Je pense qu'avec moi, je suis un exemple classique d'une éducation britannique de classe ouvrière. Mes parents sont tombés amoureux dans une usine de poulets. La Grande-Bretagne, pour moi, c'est vivre pour les week-ends dès le plus jeune âge, risquer sa vie pour son club de football préféré, se chercher des ennuis, s'en sortir, puis retomber dans les ennuis de l'enfance jusqu'à l'adolescence.

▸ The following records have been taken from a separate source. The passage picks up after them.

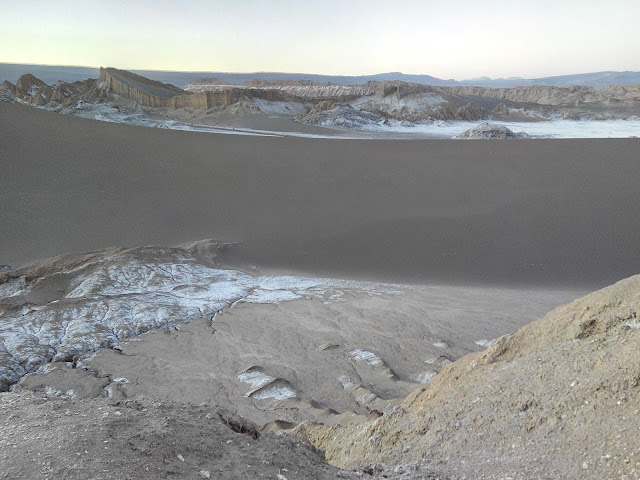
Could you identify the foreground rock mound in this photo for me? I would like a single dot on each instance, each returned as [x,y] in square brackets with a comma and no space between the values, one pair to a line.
[100,440]
[558,399]
[490,130]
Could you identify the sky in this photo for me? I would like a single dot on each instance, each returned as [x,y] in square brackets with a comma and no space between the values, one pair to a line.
[458,39]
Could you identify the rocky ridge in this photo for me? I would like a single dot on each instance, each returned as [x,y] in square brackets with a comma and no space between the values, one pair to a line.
[490,130]
[372,102]
[560,398]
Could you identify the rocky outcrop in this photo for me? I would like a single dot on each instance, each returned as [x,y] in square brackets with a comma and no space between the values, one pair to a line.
[558,399]
[327,114]
[540,95]
[33,90]
[489,130]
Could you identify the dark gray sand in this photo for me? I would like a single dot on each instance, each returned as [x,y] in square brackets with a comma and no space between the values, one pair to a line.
[554,212]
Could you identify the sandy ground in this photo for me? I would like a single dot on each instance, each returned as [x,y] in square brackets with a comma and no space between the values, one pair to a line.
[327,359]
[520,212]
[535,223]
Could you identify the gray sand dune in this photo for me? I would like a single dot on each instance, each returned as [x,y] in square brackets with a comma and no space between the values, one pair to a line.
[552,212]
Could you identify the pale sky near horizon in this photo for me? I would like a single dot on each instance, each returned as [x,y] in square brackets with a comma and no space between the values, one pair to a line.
[459,39]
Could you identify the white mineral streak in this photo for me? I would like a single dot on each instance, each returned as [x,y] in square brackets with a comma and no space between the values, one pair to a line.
[124,298]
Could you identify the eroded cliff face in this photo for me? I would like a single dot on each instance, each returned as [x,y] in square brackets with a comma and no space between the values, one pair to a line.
[353,106]
[33,90]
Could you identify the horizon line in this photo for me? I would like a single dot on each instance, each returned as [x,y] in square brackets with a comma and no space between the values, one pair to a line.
[320,74]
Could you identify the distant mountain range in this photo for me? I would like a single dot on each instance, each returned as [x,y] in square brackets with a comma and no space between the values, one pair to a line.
[51,74]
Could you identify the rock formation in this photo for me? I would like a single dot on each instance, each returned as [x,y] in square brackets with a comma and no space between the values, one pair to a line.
[361,104]
[558,399]
[489,130]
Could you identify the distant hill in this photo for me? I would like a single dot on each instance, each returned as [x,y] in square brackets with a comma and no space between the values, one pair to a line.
[51,74]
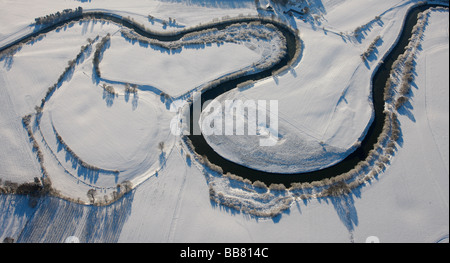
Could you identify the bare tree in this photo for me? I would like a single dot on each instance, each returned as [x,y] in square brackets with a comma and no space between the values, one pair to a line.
[91,195]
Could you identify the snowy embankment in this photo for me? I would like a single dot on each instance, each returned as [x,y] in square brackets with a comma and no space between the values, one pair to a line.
[406,202]
[324,102]
[92,132]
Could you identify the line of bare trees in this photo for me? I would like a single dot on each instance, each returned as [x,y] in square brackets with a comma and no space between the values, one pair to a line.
[58,16]
[99,48]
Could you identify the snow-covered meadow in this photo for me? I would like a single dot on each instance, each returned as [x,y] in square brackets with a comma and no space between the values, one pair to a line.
[324,109]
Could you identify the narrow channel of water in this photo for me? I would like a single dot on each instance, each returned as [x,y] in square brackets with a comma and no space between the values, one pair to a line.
[360,154]
[200,144]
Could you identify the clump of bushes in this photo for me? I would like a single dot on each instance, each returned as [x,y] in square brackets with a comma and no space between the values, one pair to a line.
[58,16]
[98,51]
[370,49]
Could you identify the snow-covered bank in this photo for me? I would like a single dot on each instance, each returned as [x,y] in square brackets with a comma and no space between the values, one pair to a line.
[407,202]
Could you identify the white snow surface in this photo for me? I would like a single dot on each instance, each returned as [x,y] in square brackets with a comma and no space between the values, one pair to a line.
[324,99]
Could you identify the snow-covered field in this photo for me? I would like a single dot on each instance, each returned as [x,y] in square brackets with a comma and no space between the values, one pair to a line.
[324,109]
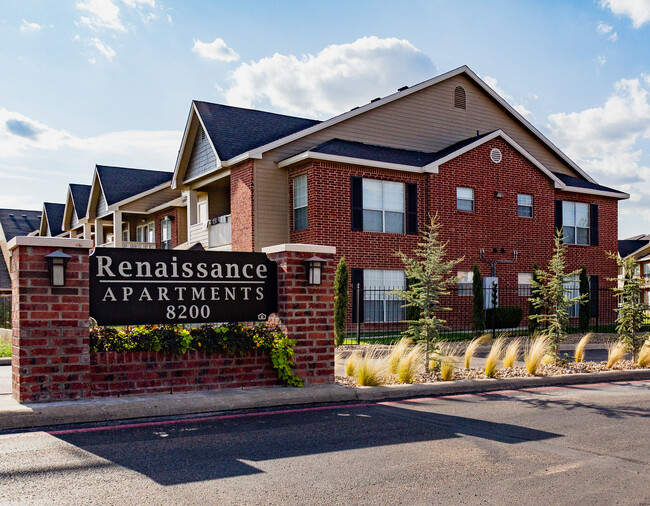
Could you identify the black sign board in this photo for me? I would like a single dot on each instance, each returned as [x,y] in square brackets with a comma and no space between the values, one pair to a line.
[139,286]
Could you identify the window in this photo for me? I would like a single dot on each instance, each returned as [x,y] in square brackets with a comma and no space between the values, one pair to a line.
[465,199]
[523,282]
[383,206]
[166,233]
[379,305]
[572,290]
[524,205]
[575,222]
[300,202]
[146,233]
[465,280]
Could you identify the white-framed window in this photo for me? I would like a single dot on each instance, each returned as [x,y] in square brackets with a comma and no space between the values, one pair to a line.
[379,305]
[166,233]
[572,290]
[524,205]
[523,283]
[300,220]
[465,281]
[575,222]
[146,233]
[465,199]
[383,206]
[202,211]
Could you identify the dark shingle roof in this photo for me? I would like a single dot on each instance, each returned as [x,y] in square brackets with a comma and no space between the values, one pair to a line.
[54,213]
[234,130]
[19,222]
[627,247]
[582,183]
[120,183]
[80,195]
[377,153]
[5,279]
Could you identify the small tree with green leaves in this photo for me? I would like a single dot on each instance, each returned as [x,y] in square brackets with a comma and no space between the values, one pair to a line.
[341,298]
[585,303]
[431,275]
[632,309]
[478,320]
[551,295]
[533,324]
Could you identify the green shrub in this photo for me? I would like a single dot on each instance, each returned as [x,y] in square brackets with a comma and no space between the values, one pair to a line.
[506,316]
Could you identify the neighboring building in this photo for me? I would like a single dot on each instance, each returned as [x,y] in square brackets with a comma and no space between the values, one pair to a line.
[75,219]
[52,220]
[639,248]
[367,180]
[13,222]
[135,208]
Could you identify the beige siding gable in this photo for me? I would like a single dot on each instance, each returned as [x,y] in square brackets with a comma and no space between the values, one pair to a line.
[427,121]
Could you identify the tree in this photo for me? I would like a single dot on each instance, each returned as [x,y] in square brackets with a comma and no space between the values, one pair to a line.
[550,295]
[585,304]
[478,320]
[631,310]
[341,298]
[533,324]
[431,276]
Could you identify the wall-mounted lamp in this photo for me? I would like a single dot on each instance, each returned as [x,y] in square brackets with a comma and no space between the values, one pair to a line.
[314,267]
[56,262]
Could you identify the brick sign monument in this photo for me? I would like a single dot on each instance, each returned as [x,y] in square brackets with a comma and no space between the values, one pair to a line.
[51,357]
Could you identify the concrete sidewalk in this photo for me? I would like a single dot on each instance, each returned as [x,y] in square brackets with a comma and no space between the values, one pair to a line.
[17,416]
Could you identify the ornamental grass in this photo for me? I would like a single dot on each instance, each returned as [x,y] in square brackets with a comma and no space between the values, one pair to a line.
[535,352]
[473,346]
[579,354]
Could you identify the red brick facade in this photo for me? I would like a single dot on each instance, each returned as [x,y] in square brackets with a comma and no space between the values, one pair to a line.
[241,207]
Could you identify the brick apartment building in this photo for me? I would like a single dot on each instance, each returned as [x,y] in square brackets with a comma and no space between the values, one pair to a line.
[367,180]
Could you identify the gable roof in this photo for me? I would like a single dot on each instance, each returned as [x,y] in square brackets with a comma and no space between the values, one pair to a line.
[120,183]
[5,278]
[52,218]
[18,222]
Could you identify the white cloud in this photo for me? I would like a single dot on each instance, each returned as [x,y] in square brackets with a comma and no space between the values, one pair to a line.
[103,14]
[104,49]
[339,77]
[30,27]
[517,106]
[609,142]
[216,50]
[637,10]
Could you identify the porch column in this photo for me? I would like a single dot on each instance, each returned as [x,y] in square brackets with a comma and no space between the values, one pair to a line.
[99,232]
[117,228]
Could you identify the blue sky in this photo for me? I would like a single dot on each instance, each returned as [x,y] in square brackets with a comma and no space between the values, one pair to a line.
[110,81]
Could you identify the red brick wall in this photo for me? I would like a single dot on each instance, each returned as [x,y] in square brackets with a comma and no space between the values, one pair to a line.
[306,313]
[241,207]
[127,373]
[50,327]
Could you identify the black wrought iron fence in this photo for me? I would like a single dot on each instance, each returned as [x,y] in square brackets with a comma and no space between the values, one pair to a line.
[378,316]
[5,311]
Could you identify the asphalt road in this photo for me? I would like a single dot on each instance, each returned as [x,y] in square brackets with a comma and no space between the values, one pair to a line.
[586,445]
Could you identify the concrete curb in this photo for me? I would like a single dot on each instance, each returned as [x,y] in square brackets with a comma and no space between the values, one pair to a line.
[17,416]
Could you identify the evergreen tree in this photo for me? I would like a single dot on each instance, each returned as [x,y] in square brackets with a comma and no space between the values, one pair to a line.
[431,276]
[585,304]
[341,297]
[631,310]
[533,324]
[550,295]
[478,320]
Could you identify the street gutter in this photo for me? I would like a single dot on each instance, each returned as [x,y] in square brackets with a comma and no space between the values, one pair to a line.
[16,416]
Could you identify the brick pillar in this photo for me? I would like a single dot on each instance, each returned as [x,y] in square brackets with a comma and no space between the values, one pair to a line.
[306,312]
[50,348]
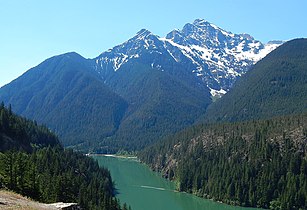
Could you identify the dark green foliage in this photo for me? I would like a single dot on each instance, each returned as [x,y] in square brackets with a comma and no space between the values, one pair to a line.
[21,134]
[256,163]
[127,109]
[275,86]
[160,103]
[66,94]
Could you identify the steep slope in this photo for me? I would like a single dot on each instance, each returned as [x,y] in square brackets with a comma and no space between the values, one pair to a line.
[139,91]
[65,93]
[160,104]
[17,133]
[206,51]
[255,163]
[34,164]
[277,85]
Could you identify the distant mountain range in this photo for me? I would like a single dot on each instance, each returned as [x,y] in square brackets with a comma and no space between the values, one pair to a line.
[275,86]
[136,92]
[214,55]
[258,159]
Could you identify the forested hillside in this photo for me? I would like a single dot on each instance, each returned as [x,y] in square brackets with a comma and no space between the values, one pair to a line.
[22,134]
[254,163]
[34,164]
[275,86]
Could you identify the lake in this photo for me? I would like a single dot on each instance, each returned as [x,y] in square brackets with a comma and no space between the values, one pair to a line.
[144,189]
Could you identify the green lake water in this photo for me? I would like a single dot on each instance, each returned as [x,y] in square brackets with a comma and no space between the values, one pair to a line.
[144,189]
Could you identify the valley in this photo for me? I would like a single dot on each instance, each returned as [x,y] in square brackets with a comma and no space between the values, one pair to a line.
[221,116]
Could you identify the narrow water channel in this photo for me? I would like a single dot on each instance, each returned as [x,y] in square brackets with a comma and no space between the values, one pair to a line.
[143,189]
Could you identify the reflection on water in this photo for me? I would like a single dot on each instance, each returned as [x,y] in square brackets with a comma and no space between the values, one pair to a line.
[143,189]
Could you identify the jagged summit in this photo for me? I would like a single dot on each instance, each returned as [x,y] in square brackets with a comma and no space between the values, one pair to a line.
[143,32]
[205,50]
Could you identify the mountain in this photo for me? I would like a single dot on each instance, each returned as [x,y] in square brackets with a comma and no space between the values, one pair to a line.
[276,85]
[65,93]
[137,92]
[204,50]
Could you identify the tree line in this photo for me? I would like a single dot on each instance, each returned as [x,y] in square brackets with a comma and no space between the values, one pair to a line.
[254,164]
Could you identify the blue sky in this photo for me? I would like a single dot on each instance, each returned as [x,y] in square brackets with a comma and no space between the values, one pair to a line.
[34,30]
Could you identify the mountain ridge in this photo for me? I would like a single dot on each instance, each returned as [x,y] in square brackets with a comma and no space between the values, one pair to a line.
[118,97]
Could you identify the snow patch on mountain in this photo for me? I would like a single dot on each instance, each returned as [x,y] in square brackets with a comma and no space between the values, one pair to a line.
[216,56]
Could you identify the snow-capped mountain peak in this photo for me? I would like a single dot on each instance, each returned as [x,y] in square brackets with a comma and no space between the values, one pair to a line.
[211,53]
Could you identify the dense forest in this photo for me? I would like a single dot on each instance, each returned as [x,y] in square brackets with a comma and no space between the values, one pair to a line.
[254,163]
[33,163]
[275,86]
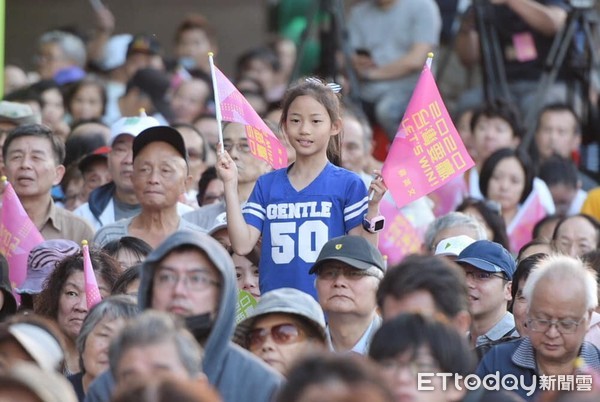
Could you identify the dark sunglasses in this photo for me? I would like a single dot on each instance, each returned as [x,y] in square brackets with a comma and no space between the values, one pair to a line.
[281,334]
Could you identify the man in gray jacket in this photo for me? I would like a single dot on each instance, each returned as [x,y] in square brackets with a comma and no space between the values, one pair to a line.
[191,275]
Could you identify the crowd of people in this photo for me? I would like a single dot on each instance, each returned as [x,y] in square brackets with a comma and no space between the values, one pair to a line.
[223,279]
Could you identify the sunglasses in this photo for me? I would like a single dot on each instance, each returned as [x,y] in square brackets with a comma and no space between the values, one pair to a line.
[281,334]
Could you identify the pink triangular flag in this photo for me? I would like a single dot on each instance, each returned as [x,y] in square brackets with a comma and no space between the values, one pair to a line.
[18,235]
[92,293]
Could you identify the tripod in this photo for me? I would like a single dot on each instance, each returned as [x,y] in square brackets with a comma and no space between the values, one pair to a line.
[333,37]
[580,22]
[495,86]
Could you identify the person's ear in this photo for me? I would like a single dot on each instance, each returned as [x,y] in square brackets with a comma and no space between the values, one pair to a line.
[336,127]
[507,291]
[59,174]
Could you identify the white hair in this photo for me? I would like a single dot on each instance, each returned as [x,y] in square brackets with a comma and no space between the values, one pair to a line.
[562,268]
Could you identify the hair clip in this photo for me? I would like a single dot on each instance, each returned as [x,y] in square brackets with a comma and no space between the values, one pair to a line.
[336,88]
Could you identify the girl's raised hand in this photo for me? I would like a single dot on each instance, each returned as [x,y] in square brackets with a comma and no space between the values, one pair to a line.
[226,168]
[377,188]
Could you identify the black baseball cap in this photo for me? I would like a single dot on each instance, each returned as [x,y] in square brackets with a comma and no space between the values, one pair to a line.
[355,251]
[160,133]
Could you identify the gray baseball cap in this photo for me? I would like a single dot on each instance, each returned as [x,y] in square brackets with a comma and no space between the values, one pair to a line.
[284,301]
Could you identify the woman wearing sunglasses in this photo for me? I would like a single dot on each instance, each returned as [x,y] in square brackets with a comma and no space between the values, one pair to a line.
[286,324]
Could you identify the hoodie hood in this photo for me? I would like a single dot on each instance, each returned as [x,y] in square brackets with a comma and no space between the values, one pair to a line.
[219,336]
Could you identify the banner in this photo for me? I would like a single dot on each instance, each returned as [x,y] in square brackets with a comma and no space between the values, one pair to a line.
[18,235]
[232,106]
[427,151]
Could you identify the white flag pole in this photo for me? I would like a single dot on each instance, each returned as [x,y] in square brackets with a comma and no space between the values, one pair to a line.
[217,101]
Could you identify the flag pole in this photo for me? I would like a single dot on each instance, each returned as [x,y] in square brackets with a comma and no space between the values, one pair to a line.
[217,104]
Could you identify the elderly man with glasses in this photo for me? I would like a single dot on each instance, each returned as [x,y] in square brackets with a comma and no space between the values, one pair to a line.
[561,294]
[349,270]
[489,269]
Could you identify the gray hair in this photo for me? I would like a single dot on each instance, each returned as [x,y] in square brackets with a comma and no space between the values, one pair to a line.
[562,268]
[154,327]
[113,307]
[72,46]
[450,220]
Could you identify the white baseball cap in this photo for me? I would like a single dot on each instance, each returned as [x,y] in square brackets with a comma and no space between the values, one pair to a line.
[132,126]
[453,246]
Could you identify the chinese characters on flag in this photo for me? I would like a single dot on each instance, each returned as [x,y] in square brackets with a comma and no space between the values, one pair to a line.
[18,235]
[235,108]
[427,151]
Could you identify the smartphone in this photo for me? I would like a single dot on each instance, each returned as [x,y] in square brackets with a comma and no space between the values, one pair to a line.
[363,52]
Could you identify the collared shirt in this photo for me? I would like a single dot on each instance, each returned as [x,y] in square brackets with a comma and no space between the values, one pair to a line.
[518,358]
[504,327]
[362,346]
[62,224]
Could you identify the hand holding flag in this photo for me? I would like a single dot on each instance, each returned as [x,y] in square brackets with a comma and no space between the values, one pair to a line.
[18,234]
[231,105]
[427,151]
[92,293]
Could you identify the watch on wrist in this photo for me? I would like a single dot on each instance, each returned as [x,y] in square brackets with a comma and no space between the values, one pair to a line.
[374,225]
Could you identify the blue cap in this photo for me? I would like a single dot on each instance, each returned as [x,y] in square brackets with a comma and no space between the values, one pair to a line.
[488,256]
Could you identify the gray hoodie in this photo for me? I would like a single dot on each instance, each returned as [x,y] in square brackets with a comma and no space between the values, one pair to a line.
[236,373]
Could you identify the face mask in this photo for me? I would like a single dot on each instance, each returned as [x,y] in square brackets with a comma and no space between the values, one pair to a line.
[188,63]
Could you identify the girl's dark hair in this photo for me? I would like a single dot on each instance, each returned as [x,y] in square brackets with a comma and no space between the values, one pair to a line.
[494,159]
[491,216]
[133,244]
[524,268]
[318,90]
[410,332]
[127,277]
[47,301]
[503,110]
[87,81]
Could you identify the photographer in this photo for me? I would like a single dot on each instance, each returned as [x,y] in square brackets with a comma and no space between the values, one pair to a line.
[525,32]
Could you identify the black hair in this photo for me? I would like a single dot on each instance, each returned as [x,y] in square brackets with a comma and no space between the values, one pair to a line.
[524,268]
[558,170]
[503,110]
[593,221]
[440,277]
[126,278]
[494,159]
[410,332]
[207,176]
[492,217]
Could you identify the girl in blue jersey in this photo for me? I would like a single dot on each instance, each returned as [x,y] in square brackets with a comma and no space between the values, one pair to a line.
[298,209]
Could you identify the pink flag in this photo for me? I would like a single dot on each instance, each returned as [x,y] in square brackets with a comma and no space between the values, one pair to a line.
[399,237]
[234,107]
[18,235]
[92,293]
[427,151]
[520,229]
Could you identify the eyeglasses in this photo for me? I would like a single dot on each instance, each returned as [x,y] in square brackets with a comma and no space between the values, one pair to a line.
[562,326]
[193,280]
[414,367]
[353,274]
[282,334]
[242,147]
[483,276]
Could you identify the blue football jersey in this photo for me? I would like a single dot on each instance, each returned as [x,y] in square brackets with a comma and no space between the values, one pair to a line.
[296,224]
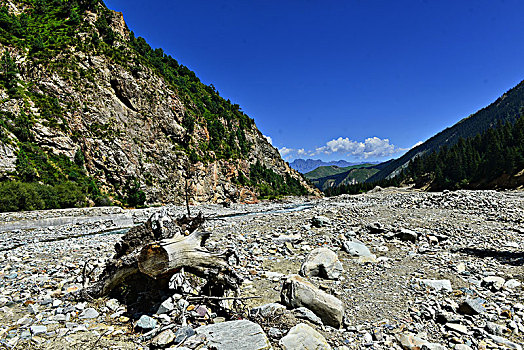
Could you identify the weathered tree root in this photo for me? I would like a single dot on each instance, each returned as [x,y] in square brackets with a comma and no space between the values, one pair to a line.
[154,251]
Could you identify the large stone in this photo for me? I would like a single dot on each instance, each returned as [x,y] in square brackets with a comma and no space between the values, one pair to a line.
[322,262]
[407,235]
[472,306]
[438,285]
[495,283]
[303,337]
[268,310]
[297,292]
[411,342]
[163,339]
[235,335]
[320,221]
[145,322]
[356,248]
[88,314]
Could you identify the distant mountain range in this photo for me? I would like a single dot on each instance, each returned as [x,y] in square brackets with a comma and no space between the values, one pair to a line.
[505,109]
[306,165]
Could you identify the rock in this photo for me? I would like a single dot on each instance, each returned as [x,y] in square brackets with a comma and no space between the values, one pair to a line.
[36,330]
[183,333]
[306,314]
[166,306]
[322,262]
[496,329]
[438,285]
[462,347]
[88,314]
[163,339]
[512,284]
[112,304]
[297,292]
[495,283]
[356,248]
[320,221]
[457,327]
[268,310]
[472,306]
[504,341]
[407,235]
[303,337]
[411,342]
[146,323]
[235,335]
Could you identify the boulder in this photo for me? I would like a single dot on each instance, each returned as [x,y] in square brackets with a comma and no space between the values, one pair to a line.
[438,285]
[320,221]
[322,262]
[303,337]
[356,248]
[268,310]
[411,342]
[297,292]
[235,335]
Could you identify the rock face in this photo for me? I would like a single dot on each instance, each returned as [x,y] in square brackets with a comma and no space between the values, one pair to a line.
[322,262]
[235,335]
[132,123]
[297,292]
[303,337]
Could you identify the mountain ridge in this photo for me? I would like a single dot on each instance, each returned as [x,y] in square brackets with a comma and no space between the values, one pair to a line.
[77,83]
[505,108]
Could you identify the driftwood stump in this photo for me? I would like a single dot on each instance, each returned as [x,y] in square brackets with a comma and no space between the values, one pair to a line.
[149,254]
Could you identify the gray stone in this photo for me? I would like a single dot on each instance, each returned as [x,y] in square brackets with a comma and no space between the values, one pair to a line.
[504,341]
[457,328]
[183,333]
[496,329]
[112,304]
[268,310]
[297,292]
[411,342]
[407,235]
[306,314]
[320,221]
[472,306]
[438,285]
[88,313]
[512,284]
[495,283]
[356,248]
[36,329]
[303,337]
[235,335]
[322,262]
[145,322]
[166,307]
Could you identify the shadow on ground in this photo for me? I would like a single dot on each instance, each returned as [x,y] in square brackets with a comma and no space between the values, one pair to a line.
[504,257]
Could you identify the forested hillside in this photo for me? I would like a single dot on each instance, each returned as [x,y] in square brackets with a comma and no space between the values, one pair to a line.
[90,112]
[493,159]
[505,109]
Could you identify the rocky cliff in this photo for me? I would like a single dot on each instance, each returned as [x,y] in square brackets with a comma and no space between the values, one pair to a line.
[78,86]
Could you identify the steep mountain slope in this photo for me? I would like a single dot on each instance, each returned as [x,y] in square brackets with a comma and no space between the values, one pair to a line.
[85,101]
[505,108]
[306,165]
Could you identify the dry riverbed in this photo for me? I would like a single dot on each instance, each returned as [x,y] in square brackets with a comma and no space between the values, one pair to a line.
[443,270]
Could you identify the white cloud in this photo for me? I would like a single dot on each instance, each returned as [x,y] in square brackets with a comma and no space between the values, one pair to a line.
[284,151]
[371,147]
[417,144]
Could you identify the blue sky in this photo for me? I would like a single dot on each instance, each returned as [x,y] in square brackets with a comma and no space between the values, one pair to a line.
[354,80]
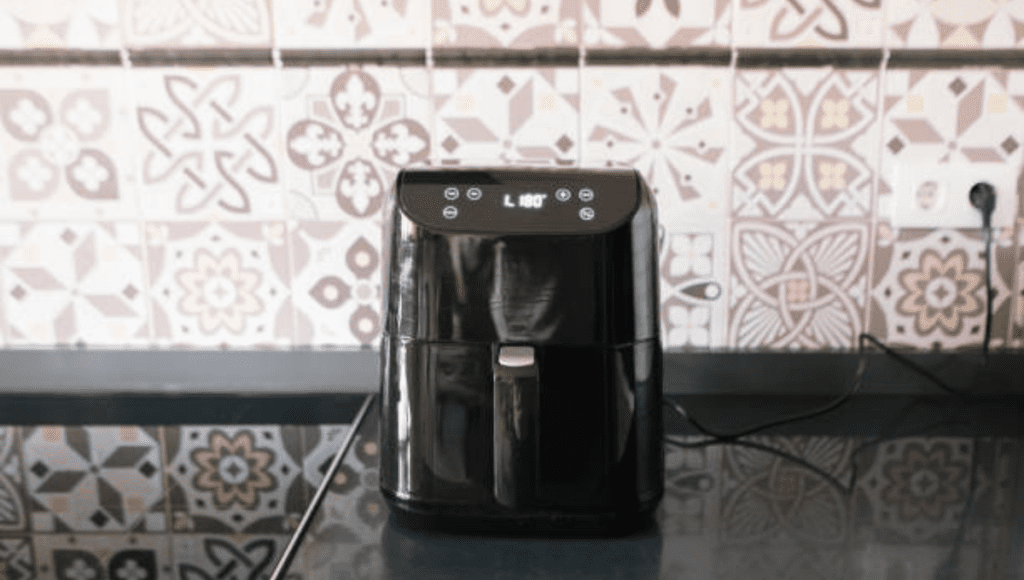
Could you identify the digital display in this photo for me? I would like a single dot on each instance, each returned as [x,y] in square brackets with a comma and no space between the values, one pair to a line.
[524,201]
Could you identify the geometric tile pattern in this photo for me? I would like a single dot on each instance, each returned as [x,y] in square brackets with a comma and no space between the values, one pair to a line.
[94,479]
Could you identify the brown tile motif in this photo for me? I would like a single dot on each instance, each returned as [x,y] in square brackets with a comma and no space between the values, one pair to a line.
[60,25]
[12,513]
[948,24]
[656,24]
[692,277]
[503,116]
[805,143]
[929,288]
[62,134]
[208,143]
[508,24]
[670,123]
[94,479]
[913,490]
[182,23]
[348,133]
[798,285]
[219,283]
[231,480]
[766,497]
[336,284]
[74,283]
[809,23]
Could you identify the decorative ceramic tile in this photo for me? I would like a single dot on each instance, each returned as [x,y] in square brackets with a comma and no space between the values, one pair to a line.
[690,506]
[62,136]
[672,124]
[103,556]
[348,132]
[336,287]
[929,288]
[507,115]
[656,24]
[798,285]
[12,513]
[352,24]
[950,116]
[220,283]
[508,24]
[693,273]
[208,556]
[208,143]
[59,25]
[766,497]
[951,24]
[68,283]
[230,479]
[808,23]
[94,479]
[346,532]
[805,143]
[914,490]
[180,23]
[16,558]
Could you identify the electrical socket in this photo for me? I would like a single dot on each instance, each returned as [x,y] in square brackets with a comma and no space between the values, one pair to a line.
[930,195]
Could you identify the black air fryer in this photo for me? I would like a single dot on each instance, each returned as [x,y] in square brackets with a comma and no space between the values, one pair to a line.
[521,366]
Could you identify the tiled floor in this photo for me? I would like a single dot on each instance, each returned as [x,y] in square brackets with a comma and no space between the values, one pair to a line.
[204,502]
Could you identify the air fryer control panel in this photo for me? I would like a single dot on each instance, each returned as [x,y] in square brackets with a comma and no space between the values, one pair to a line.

S'il y avait un modèle pour une vie passée à grandir en Grande-Bretagne, il me ressemblerait beaucoup. Plus je vieillis, plus j'ai une relation passionnée avec elle. C'est l'endroit d'où je viens. C'est gris et c'est dur, et je ne voudrais pas que ce soit autrement.
Pour développer cette idée de l'identité britannique, vous semblez vous inscrire dans l'histoire de l'art social-réaliste de ce pays. Nous parlons de films comme Fish Tank, de la musique de Mike Skinner, Kano, The Smiths, de la poésie de Lemn Sissay, de la photographie de Tom Wood. L'art qui a quelque chose à dire, en gros. Seriez-vous d'accord avec cela ? Pensez-vous que l'art dans ce pays devrait avoir un but social ?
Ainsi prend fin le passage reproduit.